I heard it again soon after that, but from a different source. God has a way of whispering it again and again until we are willing to accept, to carry it, hold it. Come to love it.

This time it was through the study of Esther. This precious woman had been asked a lot from God. And it wasn’t fair. First she is taken from her homeland, stripped of her Jewish heritage and nationality, then her parents are ripped from her, most likely murdered. She is left to be raised by her male cousin. And just when life started to settle down, she was taken from the only one who loved her and was thrown into a harem with hundreds of other young, scared,  defenseless girls who she would be forced to go up against in a beauty contest. She was groomed for 12 months to be a sex object and became just that. She was chosen by the king to be his queen on the basis of her looks. And just when she had broken in her crown, she almost lost it, and her head, forced once again, to go before the king. Un-summoned.

See she had been called by God to plead for the lives of her people, the Jews.

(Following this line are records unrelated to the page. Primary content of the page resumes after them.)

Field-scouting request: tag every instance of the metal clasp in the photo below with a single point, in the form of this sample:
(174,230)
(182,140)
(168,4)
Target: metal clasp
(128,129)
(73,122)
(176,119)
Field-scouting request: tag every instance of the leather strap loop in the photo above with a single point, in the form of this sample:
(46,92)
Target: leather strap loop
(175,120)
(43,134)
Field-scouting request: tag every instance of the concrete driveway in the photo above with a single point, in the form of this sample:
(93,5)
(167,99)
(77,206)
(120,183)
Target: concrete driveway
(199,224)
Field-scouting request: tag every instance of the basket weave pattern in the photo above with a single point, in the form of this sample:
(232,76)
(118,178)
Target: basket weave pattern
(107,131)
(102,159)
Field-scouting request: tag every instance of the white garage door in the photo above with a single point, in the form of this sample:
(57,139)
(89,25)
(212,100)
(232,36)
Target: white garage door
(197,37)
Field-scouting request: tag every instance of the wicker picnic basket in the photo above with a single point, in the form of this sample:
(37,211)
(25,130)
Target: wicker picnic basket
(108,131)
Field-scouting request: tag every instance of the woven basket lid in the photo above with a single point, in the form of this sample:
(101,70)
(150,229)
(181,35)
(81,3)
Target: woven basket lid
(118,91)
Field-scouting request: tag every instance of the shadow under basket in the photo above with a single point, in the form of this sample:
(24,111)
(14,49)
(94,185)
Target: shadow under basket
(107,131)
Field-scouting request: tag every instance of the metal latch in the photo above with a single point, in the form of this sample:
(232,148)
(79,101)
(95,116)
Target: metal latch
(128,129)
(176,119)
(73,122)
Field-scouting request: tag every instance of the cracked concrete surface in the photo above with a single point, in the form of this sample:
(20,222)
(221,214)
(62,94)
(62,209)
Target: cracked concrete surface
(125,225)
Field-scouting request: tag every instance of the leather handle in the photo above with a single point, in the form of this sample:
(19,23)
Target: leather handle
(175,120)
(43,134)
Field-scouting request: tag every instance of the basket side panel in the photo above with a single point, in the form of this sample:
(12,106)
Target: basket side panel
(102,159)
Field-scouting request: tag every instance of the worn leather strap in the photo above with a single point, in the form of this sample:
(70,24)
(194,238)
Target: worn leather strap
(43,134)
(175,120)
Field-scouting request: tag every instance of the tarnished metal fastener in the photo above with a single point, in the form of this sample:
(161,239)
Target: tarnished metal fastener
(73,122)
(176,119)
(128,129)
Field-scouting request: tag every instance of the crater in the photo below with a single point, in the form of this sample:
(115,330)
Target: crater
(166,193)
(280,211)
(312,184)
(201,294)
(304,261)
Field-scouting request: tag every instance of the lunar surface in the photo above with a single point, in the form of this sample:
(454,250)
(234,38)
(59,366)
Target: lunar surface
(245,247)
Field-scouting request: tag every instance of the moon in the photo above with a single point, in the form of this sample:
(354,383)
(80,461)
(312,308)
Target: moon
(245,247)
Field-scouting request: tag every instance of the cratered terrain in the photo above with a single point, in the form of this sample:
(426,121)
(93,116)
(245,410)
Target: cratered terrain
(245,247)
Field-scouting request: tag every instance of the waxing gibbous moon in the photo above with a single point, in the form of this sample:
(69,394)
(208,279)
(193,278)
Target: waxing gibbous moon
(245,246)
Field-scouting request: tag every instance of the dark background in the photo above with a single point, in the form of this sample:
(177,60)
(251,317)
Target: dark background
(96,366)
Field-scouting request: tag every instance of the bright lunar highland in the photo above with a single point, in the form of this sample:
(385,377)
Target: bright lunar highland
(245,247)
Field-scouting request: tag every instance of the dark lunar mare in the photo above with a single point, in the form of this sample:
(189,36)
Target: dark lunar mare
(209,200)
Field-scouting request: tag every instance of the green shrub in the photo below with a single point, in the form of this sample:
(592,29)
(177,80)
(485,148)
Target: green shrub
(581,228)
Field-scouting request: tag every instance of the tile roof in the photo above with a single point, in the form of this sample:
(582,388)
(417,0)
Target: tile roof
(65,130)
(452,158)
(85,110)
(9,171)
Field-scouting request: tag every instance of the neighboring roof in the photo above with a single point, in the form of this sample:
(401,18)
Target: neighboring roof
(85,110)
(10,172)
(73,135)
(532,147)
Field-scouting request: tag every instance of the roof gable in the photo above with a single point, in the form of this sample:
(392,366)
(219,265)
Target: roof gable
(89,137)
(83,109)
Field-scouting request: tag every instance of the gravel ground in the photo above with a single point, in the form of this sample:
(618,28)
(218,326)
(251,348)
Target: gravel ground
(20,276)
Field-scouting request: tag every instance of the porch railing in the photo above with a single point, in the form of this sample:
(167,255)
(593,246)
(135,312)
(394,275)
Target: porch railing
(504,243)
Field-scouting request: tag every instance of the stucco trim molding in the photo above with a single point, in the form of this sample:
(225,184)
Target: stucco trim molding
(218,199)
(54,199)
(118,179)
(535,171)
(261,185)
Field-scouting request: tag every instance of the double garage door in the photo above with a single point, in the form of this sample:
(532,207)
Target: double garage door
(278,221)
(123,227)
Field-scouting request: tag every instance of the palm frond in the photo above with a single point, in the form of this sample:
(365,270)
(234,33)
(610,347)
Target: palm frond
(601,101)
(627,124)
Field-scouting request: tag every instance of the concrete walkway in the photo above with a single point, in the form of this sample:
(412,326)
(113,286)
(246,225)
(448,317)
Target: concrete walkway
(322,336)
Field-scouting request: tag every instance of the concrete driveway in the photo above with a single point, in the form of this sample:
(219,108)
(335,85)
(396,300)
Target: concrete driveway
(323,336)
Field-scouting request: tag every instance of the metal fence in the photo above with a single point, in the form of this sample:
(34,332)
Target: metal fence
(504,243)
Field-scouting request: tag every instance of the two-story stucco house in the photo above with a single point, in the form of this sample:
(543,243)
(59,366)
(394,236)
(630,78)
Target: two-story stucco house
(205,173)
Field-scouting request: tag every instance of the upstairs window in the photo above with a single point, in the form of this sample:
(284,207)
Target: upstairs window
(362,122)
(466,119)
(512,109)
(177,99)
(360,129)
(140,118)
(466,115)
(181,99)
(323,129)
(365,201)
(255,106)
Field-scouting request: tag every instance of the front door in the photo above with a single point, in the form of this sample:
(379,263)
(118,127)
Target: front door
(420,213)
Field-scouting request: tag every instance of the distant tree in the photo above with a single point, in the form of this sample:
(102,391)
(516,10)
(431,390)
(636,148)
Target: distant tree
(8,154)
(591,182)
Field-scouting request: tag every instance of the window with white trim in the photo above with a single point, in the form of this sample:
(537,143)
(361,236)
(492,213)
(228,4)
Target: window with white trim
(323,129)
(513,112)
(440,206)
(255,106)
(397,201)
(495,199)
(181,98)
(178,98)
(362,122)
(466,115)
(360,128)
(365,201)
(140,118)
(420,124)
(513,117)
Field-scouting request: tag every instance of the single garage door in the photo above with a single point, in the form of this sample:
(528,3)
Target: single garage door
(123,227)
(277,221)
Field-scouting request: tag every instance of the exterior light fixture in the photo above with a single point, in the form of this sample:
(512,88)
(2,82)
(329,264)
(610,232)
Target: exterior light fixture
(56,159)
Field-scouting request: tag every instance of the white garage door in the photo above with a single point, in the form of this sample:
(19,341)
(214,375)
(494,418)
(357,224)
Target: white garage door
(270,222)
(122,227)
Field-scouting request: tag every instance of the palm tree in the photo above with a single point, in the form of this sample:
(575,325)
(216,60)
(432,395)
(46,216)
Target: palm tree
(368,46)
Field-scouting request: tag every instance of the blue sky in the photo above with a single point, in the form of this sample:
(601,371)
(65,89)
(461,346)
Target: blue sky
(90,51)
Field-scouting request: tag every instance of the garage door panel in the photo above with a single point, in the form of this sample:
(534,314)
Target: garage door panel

It would be easy to look at Esther’s life and justly say, that’s not fair. How unfortunate. How could THAT be God? It’s just too hard. Life. Is. Just. Too. Hard.

And it is.

But then we hear the Voice coming out of the darkness… “I was the Lion.”

Nothing happens by chance, dear one. God has given you your story for a purpose. He sees you in the midst of the dysfunction, the sin, the pain. He is the One guiding you, protecting you, leading you to the broken places so that He can raise you up. Restore. Heal. Mold. Use…  and all for His glory and purpose.

The problem is, we try to amputate our history from our destiny. *  And we can’t. We walk in shame instead of grace. We try to cover it up instead of allowing it to be exposed by the Light. Our story will always be our story and that is exactly how God meant it to be.

Remember, God sees you past, present and future. The experiences He gives you whether they be painful or pleasant is so that you can fulfill the destiny He has for you. It’s not just for you. What He has given you, pain and all, is meant to be shared. If we kept it to ourselves then what good is it? How else is God going to use you?

“Praise be to the God and Father of our Lord Jesus Christ, the Father of compassion and the God of all comfort, who comforts us in all our troubles, so that we can comfort those in any trouble with the comfort we ourselves have received from God. For just as the sufferings of Christ flow over into our lives, so also through Christ our comfort overflows. If we are distressed, it is for your comfort and salvation; if we are comforted it is for your comfort, which produces in you patient endurance of the same sufferings we suffer. And our hope for you is firm, because we know that just as you share in our sufferings, so also you share in our comfort.”
(2Corinthians 1:3-7)

The key to fulfilling your destiny is transparency. Otherwise what did it all mean?  * It’s scary I know. But “who knows but you have come to (this) position for such a time as this?”  (Esther 4:14) Who knows? God knows. And He wants you to know that He knows. Is it enough?

Ok, still not finished, might need a few more tries!

*Taken from the Beth Moore Study: Esther: It’s Tough Being a Woman.